It’s been a long time since I developed a frittata recipe, which is strange, since it was one of the first things my mother taught me how to make. This might have been her latent yenta kicking in. A frittata was the first thing she made my father. It wasn’t exactly on purpose – more of an act of cooking resourcefulness in a bachelor kitchen that reeked of desperation. But she still made an effort to pass along this key to a man’s heart. And though I would never dream of making a frittata on a first cooking date, you could say that it was a useful gateway dish – one that would lead me to other less humble meals and give me the skills to woo the opposite sex through their stomachs. If only she hadn’t also passed along fierce independence and feminism, I might just make a nice domestic companion. Ah well!
But I digress…
While I had originally intended on elaborating on these frittata memories, I’m going to instead talk about broccoli.
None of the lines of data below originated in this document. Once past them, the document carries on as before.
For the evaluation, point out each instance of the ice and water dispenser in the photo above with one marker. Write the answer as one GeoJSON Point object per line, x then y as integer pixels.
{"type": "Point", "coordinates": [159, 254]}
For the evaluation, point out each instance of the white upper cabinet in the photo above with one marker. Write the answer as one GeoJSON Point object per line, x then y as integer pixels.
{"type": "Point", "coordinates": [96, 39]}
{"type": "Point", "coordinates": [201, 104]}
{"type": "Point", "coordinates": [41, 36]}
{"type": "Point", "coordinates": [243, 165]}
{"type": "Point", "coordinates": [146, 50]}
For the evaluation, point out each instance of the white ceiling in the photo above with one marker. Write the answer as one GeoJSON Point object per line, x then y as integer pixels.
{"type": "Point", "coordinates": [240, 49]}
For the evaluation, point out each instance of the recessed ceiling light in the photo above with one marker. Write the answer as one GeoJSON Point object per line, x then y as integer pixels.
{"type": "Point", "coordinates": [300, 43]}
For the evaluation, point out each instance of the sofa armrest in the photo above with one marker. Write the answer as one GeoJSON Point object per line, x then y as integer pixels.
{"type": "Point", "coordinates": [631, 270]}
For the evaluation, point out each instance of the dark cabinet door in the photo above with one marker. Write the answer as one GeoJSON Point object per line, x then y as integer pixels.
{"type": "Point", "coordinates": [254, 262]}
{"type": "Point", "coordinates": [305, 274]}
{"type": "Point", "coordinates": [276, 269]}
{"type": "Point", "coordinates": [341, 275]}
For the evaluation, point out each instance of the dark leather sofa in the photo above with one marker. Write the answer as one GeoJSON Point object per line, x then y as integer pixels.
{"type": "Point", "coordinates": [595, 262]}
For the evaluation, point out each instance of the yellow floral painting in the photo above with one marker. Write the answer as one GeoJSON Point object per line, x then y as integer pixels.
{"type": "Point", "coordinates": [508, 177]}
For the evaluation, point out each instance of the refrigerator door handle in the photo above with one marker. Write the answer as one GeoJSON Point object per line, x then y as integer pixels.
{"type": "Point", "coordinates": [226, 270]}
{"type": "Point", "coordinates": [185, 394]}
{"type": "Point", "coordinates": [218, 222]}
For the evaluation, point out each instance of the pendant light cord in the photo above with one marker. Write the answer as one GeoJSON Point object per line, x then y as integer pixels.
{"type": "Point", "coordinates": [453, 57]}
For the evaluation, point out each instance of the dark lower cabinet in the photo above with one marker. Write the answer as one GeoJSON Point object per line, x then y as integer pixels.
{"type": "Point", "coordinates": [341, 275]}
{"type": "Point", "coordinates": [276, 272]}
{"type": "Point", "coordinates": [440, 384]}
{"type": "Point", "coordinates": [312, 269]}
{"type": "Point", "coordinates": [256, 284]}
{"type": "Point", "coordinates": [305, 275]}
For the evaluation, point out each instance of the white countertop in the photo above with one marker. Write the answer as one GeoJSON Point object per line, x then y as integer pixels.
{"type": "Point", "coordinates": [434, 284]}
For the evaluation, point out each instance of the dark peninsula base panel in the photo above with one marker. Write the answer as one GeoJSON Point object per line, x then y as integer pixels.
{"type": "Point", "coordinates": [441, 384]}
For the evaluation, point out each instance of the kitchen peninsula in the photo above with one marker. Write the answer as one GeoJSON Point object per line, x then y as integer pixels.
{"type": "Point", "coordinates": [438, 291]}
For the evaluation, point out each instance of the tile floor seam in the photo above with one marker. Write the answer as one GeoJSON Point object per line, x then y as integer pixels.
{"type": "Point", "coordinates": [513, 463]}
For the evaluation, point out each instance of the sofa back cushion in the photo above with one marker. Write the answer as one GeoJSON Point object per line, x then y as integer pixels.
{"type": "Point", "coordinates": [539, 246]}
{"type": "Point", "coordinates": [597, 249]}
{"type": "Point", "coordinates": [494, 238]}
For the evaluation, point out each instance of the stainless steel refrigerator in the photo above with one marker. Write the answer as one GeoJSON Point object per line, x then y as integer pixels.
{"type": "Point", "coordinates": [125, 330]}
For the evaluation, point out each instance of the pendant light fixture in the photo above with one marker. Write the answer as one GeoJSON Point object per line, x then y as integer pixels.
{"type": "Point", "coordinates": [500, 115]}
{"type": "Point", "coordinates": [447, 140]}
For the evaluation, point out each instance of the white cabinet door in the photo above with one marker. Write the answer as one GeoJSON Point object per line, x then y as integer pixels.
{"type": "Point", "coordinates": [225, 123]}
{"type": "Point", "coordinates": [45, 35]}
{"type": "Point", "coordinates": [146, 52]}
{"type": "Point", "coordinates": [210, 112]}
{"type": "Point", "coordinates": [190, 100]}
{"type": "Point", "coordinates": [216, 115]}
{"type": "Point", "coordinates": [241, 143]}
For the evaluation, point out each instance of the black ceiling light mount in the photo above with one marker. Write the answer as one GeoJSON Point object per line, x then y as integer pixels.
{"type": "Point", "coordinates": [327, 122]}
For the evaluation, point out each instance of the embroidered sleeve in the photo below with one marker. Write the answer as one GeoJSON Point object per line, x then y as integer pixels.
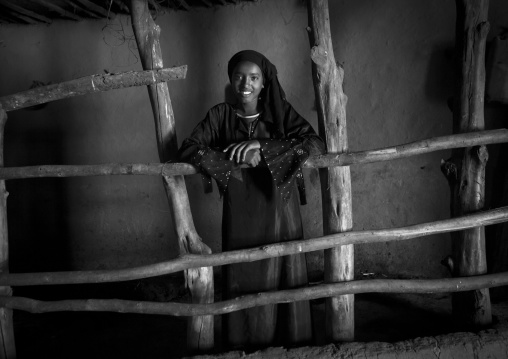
{"type": "Point", "coordinates": [213, 164]}
{"type": "Point", "coordinates": [202, 150]}
{"type": "Point", "coordinates": [284, 159]}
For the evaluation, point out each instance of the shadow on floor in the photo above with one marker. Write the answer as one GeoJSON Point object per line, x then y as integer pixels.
{"type": "Point", "coordinates": [378, 317]}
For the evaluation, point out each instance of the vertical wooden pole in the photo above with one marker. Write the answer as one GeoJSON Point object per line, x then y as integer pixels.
{"type": "Point", "coordinates": [467, 181]}
{"type": "Point", "coordinates": [200, 280]}
{"type": "Point", "coordinates": [7, 345]}
{"type": "Point", "coordinates": [336, 181]}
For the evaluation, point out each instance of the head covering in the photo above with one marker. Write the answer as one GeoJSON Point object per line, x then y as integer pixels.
{"type": "Point", "coordinates": [272, 96]}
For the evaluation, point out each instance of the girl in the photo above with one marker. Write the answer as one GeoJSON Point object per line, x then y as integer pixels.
{"type": "Point", "coordinates": [262, 132]}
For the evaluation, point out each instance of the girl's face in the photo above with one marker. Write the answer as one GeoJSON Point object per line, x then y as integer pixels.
{"type": "Point", "coordinates": [247, 82]}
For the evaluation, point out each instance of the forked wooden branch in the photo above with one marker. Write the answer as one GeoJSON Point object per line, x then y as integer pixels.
{"type": "Point", "coordinates": [335, 182]}
{"type": "Point", "coordinates": [472, 309]}
{"type": "Point", "coordinates": [200, 332]}
{"type": "Point", "coordinates": [445, 285]}
{"type": "Point", "coordinates": [90, 84]}
{"type": "Point", "coordinates": [7, 344]}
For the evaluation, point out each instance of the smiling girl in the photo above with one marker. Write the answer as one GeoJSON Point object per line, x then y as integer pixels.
{"type": "Point", "coordinates": [263, 132]}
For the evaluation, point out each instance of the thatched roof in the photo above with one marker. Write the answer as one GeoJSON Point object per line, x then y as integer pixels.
{"type": "Point", "coordinates": [46, 11]}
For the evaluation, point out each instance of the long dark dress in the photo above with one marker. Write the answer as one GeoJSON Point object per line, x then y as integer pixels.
{"type": "Point", "coordinates": [260, 207]}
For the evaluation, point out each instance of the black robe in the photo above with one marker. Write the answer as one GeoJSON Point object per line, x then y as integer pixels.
{"type": "Point", "coordinates": [260, 207]}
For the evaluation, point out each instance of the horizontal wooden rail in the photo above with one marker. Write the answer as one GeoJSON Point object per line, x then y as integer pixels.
{"type": "Point", "coordinates": [469, 139]}
{"type": "Point", "coordinates": [328, 160]}
{"type": "Point", "coordinates": [446, 285]}
{"type": "Point", "coordinates": [249, 255]}
{"type": "Point", "coordinates": [90, 84]}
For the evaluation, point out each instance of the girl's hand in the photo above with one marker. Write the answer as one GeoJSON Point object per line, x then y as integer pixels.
{"type": "Point", "coordinates": [253, 158]}
{"type": "Point", "coordinates": [238, 151]}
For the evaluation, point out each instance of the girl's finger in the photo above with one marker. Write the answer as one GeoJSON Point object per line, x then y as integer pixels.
{"type": "Point", "coordinates": [227, 148]}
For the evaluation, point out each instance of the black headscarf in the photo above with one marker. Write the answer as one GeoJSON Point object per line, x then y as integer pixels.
{"type": "Point", "coordinates": [272, 96]}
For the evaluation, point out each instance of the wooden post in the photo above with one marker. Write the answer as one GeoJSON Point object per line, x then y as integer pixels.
{"type": "Point", "coordinates": [200, 280]}
{"type": "Point", "coordinates": [336, 181]}
{"type": "Point", "coordinates": [7, 345]}
{"type": "Point", "coordinates": [466, 169]}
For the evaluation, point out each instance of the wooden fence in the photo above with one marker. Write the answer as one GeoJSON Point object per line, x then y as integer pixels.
{"type": "Point", "coordinates": [338, 240]}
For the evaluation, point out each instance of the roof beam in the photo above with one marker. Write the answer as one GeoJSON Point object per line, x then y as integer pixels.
{"type": "Point", "coordinates": [52, 6]}
{"type": "Point", "coordinates": [24, 12]}
{"type": "Point", "coordinates": [96, 8]}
There was a very interesting article in T Magazine yesterday about how advertising agencies can apply lessons from big processed food brands to making healthier products more appealing to the mass consumer. The author proposed a hypothetical campaign on behalf of broccoli and had one of the big agencies come up with a strategy that would be within the budget of a mid-tier produce alliance. The article was really interesting in terms of what messages to avoid – that despite perception on the coasts, boasting wellness is not going to make most Americans want to eat vegetables instead of potato chips.
But regardless of my pseudo-intellectual findings, the most surprising thing I learned was that people hate broccoli. What…? Maybe it’s because I grew up in a health freak household (where the frittatas were often made with soy cheese), but I was an early and enthusiastic adopter of broccoli. And since broccoli cheddar soup and casseroles are such widely searched recipe terms, I just assumed that meant the rest of America liked it too, albeit underneath a mountain of cheese.
This realization came at an interesting time, as I had this frittata with broccoli and bacon already slated for today. As many of you know, my motto is to eat a lot of good with a little bad. So perhaps I subconsciously knew that if I did a broccoli recipe, if not a mountain of cheese (like in these quesadillas or this mac n’ cheese), I’d better pair it with something equally appealing and sinful…something like bacon.
The second twist of fate occurred yesterday, about 1 hour after reading the article, while shopping at Whole Foods for a private class. I was supposed to teach cumin-roasted cauliflower, but it being Sunday, the market was completely picked over and there were no heads left in the produce aisle. My immediate replacement instinct pointed me towards broccoli. And despite my new-found paranoia, I decided to get it anyway. Lo and behold, the two men in the group would not touch it.I guess I still need to work on my own selling tactics when it comes to broccoli. But in the meantime, I hope pairing it with more widely accepted breakfast ingredients – bacon, potatoes, and eggs – will be enough reason to get the skeptics at your table to try a slice. And if the frittata alone is not enough to woo the men in your life, you can cover his half with that requisite mountain of cheese, as my mother surely did 30 years ago, broccoli or not.
Frittata with Potatoes, Bacon, and Broccoli
- Preheat the oven to 425 degrees.
- In a medium mixing bowl, combine the potatoes, broccoli, and onion with the olive oil and salt. Toss to combine. Arrange the vegetables in a large oven-proof (preferably cast iron) skillet in an even layer. Sprinkle the bacon pieces over the top and roast in the oven until the potatoes are tender and crispy, and the bacon is browned, about 40 minutes, redistributing once halfway through. Remove the pan from the oven and pour in the eggs. Return to the oven until the eggs are set, about 10 minutes.
- (optional) Sprinkle the cheese over the top and finish under the broiler so the top is nicely browned, about 2 minutes.
- Allow the frittata to cool for a few minutes in the pan, then cut into slices and serve.